Além disso, ela entendia
que Alex precisava passar o tempo com seus filhos, longe da loja, e não se
incomodava de ter que trabalhar aos domingos. Assim que chegava, ia direto para
trás do balcão onde estava a caixa registradora e dizia a Alex que ele podia ir
para casa, parecia ser realmente a chefe do lugar em vez de uma das funcionárias. Joyce também era a babá, a única pessoa em quem ele confiava para ficar com
as crianças se ele tivesse que sair da cidade. Aquilo não era comum — acontecera
apenas duas vezes nos últimos dois ou três anos, quando ele se encontrara com
um velho amigo dos tempos do exército em Raleigh — mas Alex reconhecia que
Joyce fora uma das melhores coisas que já acontecera em sua vida. Quando ele
precisava dela, Joyce sempre estava pronta para ajudar.

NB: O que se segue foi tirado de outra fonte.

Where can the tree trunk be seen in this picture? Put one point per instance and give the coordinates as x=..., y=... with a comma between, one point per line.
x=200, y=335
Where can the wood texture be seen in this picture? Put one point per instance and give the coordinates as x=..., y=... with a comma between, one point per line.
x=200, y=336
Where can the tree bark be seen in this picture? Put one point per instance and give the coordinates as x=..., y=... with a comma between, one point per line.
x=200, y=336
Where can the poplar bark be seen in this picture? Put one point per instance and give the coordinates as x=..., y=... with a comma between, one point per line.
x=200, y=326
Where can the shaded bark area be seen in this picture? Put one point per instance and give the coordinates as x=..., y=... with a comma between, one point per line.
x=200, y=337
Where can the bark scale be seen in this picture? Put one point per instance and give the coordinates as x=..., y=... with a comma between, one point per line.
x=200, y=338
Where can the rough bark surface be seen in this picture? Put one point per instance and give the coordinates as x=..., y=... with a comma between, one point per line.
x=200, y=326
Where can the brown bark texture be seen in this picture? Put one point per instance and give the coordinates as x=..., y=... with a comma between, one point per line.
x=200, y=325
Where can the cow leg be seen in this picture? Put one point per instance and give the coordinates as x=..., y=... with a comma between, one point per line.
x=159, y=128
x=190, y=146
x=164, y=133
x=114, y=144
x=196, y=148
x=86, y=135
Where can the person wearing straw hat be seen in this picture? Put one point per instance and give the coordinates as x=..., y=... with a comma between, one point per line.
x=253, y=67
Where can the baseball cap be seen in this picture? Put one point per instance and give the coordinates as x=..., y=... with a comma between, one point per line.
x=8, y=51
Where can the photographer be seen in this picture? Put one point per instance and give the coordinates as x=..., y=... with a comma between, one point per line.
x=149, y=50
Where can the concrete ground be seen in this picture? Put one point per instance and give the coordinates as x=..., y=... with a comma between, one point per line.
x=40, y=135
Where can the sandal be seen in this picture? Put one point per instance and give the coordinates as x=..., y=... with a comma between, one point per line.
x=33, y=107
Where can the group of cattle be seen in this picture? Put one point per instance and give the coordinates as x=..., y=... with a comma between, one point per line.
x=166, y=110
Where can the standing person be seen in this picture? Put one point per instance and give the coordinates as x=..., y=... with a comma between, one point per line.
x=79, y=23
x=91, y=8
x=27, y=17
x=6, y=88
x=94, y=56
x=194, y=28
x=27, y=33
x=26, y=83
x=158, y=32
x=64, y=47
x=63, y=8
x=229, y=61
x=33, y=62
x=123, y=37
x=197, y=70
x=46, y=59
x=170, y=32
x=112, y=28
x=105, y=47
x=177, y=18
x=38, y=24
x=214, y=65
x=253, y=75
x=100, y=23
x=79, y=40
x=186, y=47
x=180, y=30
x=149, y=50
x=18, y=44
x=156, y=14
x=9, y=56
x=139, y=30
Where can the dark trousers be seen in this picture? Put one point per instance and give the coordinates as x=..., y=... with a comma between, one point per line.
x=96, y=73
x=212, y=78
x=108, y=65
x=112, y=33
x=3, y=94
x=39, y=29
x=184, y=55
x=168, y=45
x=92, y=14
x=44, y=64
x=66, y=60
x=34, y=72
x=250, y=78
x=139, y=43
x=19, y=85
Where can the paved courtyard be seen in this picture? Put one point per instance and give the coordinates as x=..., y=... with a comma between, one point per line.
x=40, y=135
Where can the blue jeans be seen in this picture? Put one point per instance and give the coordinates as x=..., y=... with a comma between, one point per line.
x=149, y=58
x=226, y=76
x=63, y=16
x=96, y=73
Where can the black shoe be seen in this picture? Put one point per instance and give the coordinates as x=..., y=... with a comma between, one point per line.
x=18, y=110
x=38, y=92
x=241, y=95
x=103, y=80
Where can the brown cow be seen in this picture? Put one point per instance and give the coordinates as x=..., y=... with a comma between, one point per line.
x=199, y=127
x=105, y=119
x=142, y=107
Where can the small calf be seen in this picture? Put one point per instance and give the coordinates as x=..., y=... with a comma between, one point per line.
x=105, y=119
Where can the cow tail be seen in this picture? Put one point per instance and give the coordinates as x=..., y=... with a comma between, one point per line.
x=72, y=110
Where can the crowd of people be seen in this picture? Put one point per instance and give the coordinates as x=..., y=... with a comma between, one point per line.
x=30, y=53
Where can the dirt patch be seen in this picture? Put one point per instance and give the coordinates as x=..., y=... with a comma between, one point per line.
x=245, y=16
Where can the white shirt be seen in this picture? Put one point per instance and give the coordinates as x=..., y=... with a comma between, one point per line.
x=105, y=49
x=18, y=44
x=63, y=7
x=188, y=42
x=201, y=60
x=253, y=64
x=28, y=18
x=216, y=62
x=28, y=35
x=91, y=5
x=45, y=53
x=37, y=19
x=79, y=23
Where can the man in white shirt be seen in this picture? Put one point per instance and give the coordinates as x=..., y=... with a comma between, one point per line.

Enquanto esperava pela chegada de Joyce, Alex andou
pela loja, verificando as prateleiras. O sistema informatizado era ótimo para
gerenciar o inventário, mas ele sabia que fileiras de números nem sempre
contavam toda a história. Às vezes, achava que tinha uma noção melhor do que
precisava ser reposto se realmente olhasse as prateleiras para verificar o que
havia sido vendido no dia anterior. O sucesso de uma loja exigia que as
mercadorias fossem repostas o mais rapidamente possível, e aquilo significava
que, vez por outra, tinha que oferecer produtos que nenhuma outra loja
oferecia. Ele tinha compotas e geleias caseiras, temperos em pó feitos com base
em “receitas secretas” e que davam mais sabor às carnes e aos cortes de porco e
uma boa variedade de frutas e vegetais enlatados produzidos nas redondezas.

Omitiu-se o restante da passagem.